Since 1928, the S&P 500 generated a positive total return more than 89% of the time over all five-year periods. Those are pretty good odds. When you extend the timeframe to 20 years, you’ll see that there’s never been a period where the S&P 500 didn’t generate a positive return.
While a strong dollar may be great news for Americans vacationing abroad and U.S. businesses importing goods from overseas, it’s a headwind for multinational U.S.-based corporations doing business in non-U.S. markets.
The stock market sorta reflects the economy. But also, not really. The S&P 500 is more about the manufacture and sale of goods. U.S. GDP is more about providing services.
…you don't want to buy them when earnings are great, because what are they doing when their earnings are great? They go out and expand capacity. Three or four years later, there's overcapacity and they're losing money. What about when they're losing money? Well, then they’ve stopped building capacity. So three or four years later, capacity will have shrunk and their profit margins will be way up. So, you always have to sort of imagine the world the way it's going to be in 18 to 24 months as opposed to now. If you buy it now, you're buying into every single fad every single moment. Whereas if you envision the future, you're trying to imagine how that might be reflected differently in security prices.
Some event will come out of left field, and the market will go down, or the market will go up. Volatility will occur. Markets will continue to have these ups and downs. … Basic corporate profits have grown about 8% a year historically. So, corporate profits double about every nine years. The stock market ought to double about every nine years… The next 500 points, the next 600 points — I don’t know which way they’ll go… They’ll double again in eight or nine years after that. Because profits go up 8% a year, and stocks will follow. That's all there is to it.
Long ago, Sir Isaac Newton gave us three laws of motion, which were the work of genius. But Sir Isaac’s talents didn’t extend to investing: He lost a bundle in the South Sea Bubble, explaining later, “I can calculate the movement of the stars, but not the madness of men.” If he had not been traumatized by this loss, Sir Isaac might well have gone on to discover the Fourth Law of Motion: For investors as a whole, returns decrease as motion increases.
According to S&P Dow Jones Indices (SPDJI), 59.7% of U.S. large-cap equity fund managers underperformed the S&P 500 during the first half of 2023. As you stretch the time horizon, the numbers get more dismal. Over a three-year period, 79.8% underperformed. Over a 10-year period, 85.6% underperformed. And over a 20-year period, 93.6% underperformed.
S&P Dow Jones Indices found that funds beat their benchmark in a given year are rarely able to continue outperforming in subsequent years. For example, 318 large-cap equity funds were in the top half of performance in 2020. Of those funds, 39% came in the top half again in 2021, and just 5% were able to extend that streak through 2022. If you set the bar even higher and consider those in the top quartile of performance, just 7% of 156 large-cap funds remained in the top quartile in 2021. No large-cap funds were able to stay in the top quartile for the three consecutive years ending in 2022.

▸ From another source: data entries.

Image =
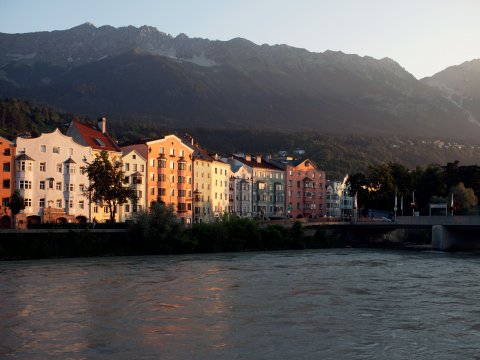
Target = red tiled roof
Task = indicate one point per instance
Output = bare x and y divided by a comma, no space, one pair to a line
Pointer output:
94,137
254,164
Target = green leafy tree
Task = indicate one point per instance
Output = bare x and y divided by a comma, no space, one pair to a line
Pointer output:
159,228
16,203
107,183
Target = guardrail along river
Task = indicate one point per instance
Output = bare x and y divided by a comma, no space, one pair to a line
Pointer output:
326,304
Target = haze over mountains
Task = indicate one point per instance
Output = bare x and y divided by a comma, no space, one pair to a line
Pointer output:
144,74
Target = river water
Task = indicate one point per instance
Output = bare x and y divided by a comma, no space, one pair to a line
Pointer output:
326,304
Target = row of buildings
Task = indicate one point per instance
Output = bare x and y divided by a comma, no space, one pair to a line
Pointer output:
200,186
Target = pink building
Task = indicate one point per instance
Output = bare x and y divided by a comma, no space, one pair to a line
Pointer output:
305,195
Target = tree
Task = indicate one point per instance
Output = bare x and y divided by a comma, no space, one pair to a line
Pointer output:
16,203
159,228
107,183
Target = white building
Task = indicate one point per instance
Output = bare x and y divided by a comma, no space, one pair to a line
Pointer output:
135,168
220,176
242,190
49,178
339,201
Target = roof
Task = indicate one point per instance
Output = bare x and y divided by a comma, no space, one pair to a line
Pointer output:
254,164
199,153
94,137
141,150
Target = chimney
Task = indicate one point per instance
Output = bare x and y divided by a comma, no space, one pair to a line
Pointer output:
102,124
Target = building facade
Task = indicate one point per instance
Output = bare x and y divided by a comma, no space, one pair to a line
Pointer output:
242,186
135,169
340,203
268,187
220,176
202,182
7,178
170,175
306,193
95,136
49,178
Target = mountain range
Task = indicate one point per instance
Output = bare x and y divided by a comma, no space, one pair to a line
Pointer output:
142,74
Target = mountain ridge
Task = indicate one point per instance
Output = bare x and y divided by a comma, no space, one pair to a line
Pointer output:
131,72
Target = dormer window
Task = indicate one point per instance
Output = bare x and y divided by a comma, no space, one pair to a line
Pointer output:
99,142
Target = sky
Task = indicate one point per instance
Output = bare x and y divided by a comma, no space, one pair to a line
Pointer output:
423,36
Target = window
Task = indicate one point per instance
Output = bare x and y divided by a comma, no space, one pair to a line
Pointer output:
24,166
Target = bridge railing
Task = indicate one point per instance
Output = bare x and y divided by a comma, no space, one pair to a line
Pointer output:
438,220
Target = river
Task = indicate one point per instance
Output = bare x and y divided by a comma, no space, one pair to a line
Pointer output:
325,304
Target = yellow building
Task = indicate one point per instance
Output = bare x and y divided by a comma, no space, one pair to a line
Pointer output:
220,175
97,137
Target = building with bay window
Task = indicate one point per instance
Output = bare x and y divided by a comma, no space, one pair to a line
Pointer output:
49,178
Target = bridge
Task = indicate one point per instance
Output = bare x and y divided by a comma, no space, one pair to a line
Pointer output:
448,233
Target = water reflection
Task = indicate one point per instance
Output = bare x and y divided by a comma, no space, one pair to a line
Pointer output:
322,304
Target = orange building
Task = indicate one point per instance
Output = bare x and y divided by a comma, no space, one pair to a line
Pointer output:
305,195
7,186
170,174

Picking stocks in an attempt to beat market averages is an incredibly challenging and sometimes money-losing effort. In fact, most professional stock pickers aren’t able to do this on a consistent basis. One of the reasons for this is that most stocks don’t deliver above-average returns. According to S&P Dow Jones Indices, only 24% of the stocks in the S&P 500 outperformed the average stock’s return from 2000 to 2022. Over this period, the average return on an S&P 500 stock was 390%, while the median stock rose by just 93%.